O nascimento de um bebê na fronteira entre dois países costuma despertar uma dúvida curiosa: afinal, de qual país essa criança é considerada? A resposta depende de onde o parto aconteceu e das leis de nacionalidade de cada país envolvido.
A questão ganhou destaque após um bebê nascer na aduana brasileira da Ponte da Amizade, em Foz do Iguaçu, quando um casal argentino tentava chegar ao Paraguai para o parto. Embora situações como essa sejam incomuns, elas ajudam a entender como funcionam as regras de registro civil e cidadania.
O que determina o país de nascimento?
Em regra, o local onde o bebê nasce é definido pelo lugar em que ocorre o parto, e não pelo destino da família ou pela nacionalidade dos pais.
Se o nascimento acontece em território brasileiro, por exemplo, a criança é considerada nascida no Brasil, ainda que os pais sejam estrangeiros e estivessem apenas de passagem.

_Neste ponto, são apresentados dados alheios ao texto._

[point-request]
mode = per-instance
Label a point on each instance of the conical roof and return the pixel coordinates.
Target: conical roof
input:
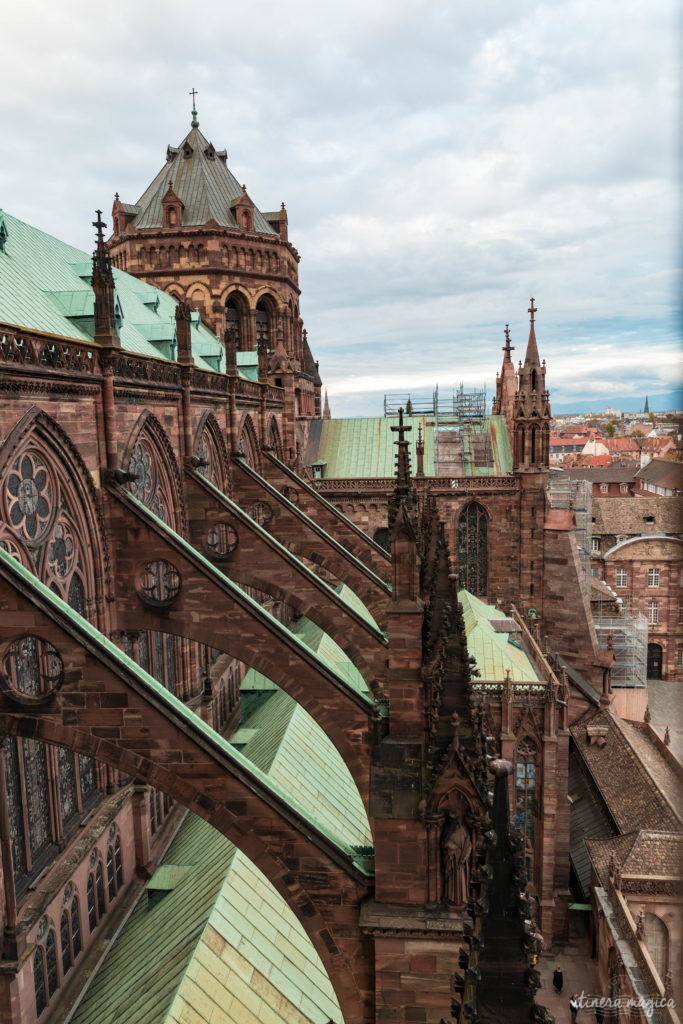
(204, 183)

Esse dado é registrado na Declaração de Nascido Vivo, documento emitido pela equipe de saúde responsável pelo atendimento, que servirá de base para o registro civil.
O bebê automaticamente se torna brasileiro?
Na maioria dos casos, sim.
A Constituição Federal estabelece que são brasileiros natos os nascidos em território nacional, mesmo quando os pais são estrangeiros, desde que eles não estejam no Brasil a serviço oficial do governo de outro país.
Isso significa que turistas, trabalhadores, estudantes e moradores estrangeiros normalmente podem ter filhos brasileiros quando o parto ocorre em território nacional.
A criança pode ter outra nacionalidade?
Pode.
Além da nacionalidade adquirida pelo local de nascimento, muitos países reconhecem a cidadania transmitida pelos pais.
Assim, dependendo da legislação do país de origem da família, o bebê pode reunir os requisitos para obter uma segunda nacionalidade.
Esse processo varia conforme as leis de cada nação e, em alguns casos, exige o registro do nascimento junto ao consulado do país dos pais.
Quem faz o registro de nascimento?
Após o parto, os responsáveis recebem a documentação emitida pela unidade de saúde ou pela equipe que realizou o atendimento.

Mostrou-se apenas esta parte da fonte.